Pendant tout ce temps, Sintès arrangeait son
pansement. J’étais assis sur le lit. Il m’a dit : « Vous voyez
que je ne l’ai pas cherché. C’est lui qui m’a manqué. »
C’était vrai et je l’ai reconnu. Alors il m’a déclaré que,
justement, il voulait me demander un conseil au sujet de
cette affaire, que moi, j’étais un homme, je connaissais la
vie, que je pouvais l’aider et qu’ensuite il serait mon
copain. Je n’ai rien dit et il m’a demandé encore si je
voulais être son copain. J’ai dit que ça m’était égal : il a eu
l’air content. Il a sorti du boudin, il l’a fait cuire à la poêle,
et il a installé des verres, des assiettes, des couverts et
deux bouteilles de vin. Tout cela en silence. Puis nous
nous sommes installés. En mangeant, il a commencé à me
raconter son histoire. Il hésitait d’abord un peu. « J’ai
connu une dame… c’était pour autant dire ma
maîtresse. » L’homme avec qui il s’était battu était le
frère de cette femme. Il m’a dit qu’il l’avait entretenue. Je
n’ai rien répondu et pourtant il a ajouté tout de suite qu’il
savait ce qu’on disait dans le quartier, mais qu’il avait sa
conscience pour lui et qu’il était magasinier.
« Pour en venir à mon histoire, m’a-t-il dit, je me suis
aperçu qu’il y avait de la tromperie. » Il lui donnait juste
de quoi vivre. Il payait lui-même le loyer de sa chambre et il lui donnait vingt francs par jour pour la nourriture.

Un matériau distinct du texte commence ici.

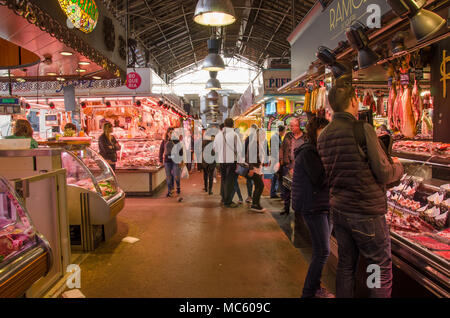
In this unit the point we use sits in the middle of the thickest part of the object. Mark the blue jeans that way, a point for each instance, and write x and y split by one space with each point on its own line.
285 192
237 190
173 172
368 235
274 184
249 187
320 227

« Trois cents francs de chambre, six cents francs de
nourriture, une paire de bas de temps en temps, ça faisait
mille francs. Et madame ne travaillait pas. Mais elle me
disait que c’était juste, qu’elle n’arrivait pas avec ce que je
lui donnais. Pourtant, je lui disais : « Pourquoi tu travailles
pas une demi-journée ? Tu me soulagerais bien pour
toutes ces petites choses. Je t’ai acheté un ensemble ce
mois-ci, je te paye vingt francs par jour, je te paye le loyer
et toi, tu prends le café l’après-midi avec tes amies. Tu
leur donnes le café et le sucre. Moi, je te donne l’argent.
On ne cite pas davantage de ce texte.